AI-studenten aan de RUG: lonken de vele miljoenen van Silicon Valley? 'Geld telt, maar impact is belangrijker'

donderdag, 4 september 2025 (09:12) - Leeuwarder Courant

In dit artikel:

Gijs Peletier (20) en Julian Sprietsma (21) studeren Artificial Intelligence aan de Rijksuniversiteit Groningen en leven vrijwel volledig voor de technologie. Gijs begint dit semester met zijn master nadat hij zijn bachelor AI afrondde; Julian rondde zijn bachelor af en is voorzitter van studievereniging Cover. Beiden werken buiten colleges continu aan persoonlijke projecten — Gijs noemt AI bijna magisch — en zien hun studie als directe route naar onderzoek en ontwikkeling.

AI wordt in het artikel kort uitgelegd als software en systemen die menselijke denkprocessen nabootsen: leren van data, patronen herkennen, voorspellingen doen en besluiten ondersteunen. Voor studenten betekent dat uiteenlopende toepassingen, van taalmodellen zoals ChatGPT tot robotica, een gebied waar Gijs zelf aan een robotarm werkt.

De aantrekkingskracht van het bedrijfsleven is groot. Techreuzen als Meta, Google, Microsoft en OpenAI jagen wereldwijd jong talent op en bieden soms extreem hoge vergoedingen; het verhaal rond een jong onderzoeker die een ruim miljoen-dollar-aanbod kreeg illustreert dat. Die bedragen wekken bij studenten zowel ambitie als pragmatisme op: Julian ziet zulke offers als uitzondering, Gijs voelt ze als teken dat een grote doorbraak nabij kan zijn en overweegt een carrière in Silicon Valley vanwege de middelen, vrijheid en rekenkracht daar.

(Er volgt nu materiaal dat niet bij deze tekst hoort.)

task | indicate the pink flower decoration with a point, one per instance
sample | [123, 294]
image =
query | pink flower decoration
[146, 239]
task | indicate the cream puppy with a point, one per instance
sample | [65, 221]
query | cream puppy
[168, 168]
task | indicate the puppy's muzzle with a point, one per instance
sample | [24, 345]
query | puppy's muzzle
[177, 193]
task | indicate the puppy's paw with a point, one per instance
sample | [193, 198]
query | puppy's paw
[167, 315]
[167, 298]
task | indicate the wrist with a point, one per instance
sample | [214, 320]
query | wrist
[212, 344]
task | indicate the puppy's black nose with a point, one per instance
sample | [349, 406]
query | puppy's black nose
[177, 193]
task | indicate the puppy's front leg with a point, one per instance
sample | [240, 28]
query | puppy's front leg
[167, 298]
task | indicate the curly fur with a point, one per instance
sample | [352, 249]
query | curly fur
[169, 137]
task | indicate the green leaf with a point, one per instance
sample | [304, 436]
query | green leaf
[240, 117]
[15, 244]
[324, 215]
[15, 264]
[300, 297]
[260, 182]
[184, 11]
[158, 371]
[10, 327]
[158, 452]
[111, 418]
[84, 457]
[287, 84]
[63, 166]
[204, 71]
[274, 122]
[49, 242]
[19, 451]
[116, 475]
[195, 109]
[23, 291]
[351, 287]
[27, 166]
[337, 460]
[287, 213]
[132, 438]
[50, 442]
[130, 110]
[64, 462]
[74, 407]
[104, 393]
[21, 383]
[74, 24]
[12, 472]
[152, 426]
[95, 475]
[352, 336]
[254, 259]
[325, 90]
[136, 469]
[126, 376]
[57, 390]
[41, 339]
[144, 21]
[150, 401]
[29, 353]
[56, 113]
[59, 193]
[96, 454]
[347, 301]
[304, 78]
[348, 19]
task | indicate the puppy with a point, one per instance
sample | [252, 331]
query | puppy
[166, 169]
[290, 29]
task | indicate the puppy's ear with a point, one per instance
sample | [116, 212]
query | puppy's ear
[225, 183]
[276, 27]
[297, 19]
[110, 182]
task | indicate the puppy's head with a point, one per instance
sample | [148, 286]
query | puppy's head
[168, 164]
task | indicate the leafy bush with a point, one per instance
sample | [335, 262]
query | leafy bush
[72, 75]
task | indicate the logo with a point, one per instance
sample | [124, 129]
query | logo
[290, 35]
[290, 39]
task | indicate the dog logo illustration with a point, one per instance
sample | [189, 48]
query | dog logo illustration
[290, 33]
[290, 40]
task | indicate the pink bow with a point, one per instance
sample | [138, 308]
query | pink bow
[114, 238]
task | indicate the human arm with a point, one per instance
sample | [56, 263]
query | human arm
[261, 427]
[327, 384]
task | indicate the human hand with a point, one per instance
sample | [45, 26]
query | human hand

Vanuit de universiteit relativeert AI-wetenschapper Matthia Sabatelli die glamour. Grote salarissen komen vooral terecht bij uitzonderlijke onderzoekers met onderscheidingen of opvallende publicaties; een bachelor of master alleen garandeert dat pad niet. Op korte termijn is de arbeidsmarkt echter gunstig: afgestudeerden vinden veel kansen en verdienen soms aanzienlijk meer dan universitaire docenten. Sabatelli zelf blijft vooral trekken in de academie — lesgeven en studenten begeleiden geeft hem voldoening, ook al kan hij niet altijd concurreren met de financiële mogelijkheden van de industrie.

Een belangrijke lokale ontwikkeling is de geplande AI-fabriek in Groningen: een samenwerkingsproject van overheid, bedrijven en universiteiten met honderden miljoenen euro’s investering. De Nederlandse financiering is al toegezegd; op korte termijn wordt een EU-besluit verwacht. Doel is grootschalige rekenkracht en toepassingsontwikkeling in sectoren als zorg, energie en landbouw. Voor studenten en onderzoekers kan dit toegang bieden tot middelen en netwerken die voorheen buiten bereik lagen en mogelijk helpen om talent in Nederland te houden. Julian stelt dat het vooral moet gaan om impact: als de AI-fabriek echte, grote projecten levert, kan dat aantrekkelijk genoeg zijn. Gijs benadrukt snelheid — hij wil dat projecten snel van de grond komen, anders loop je achter.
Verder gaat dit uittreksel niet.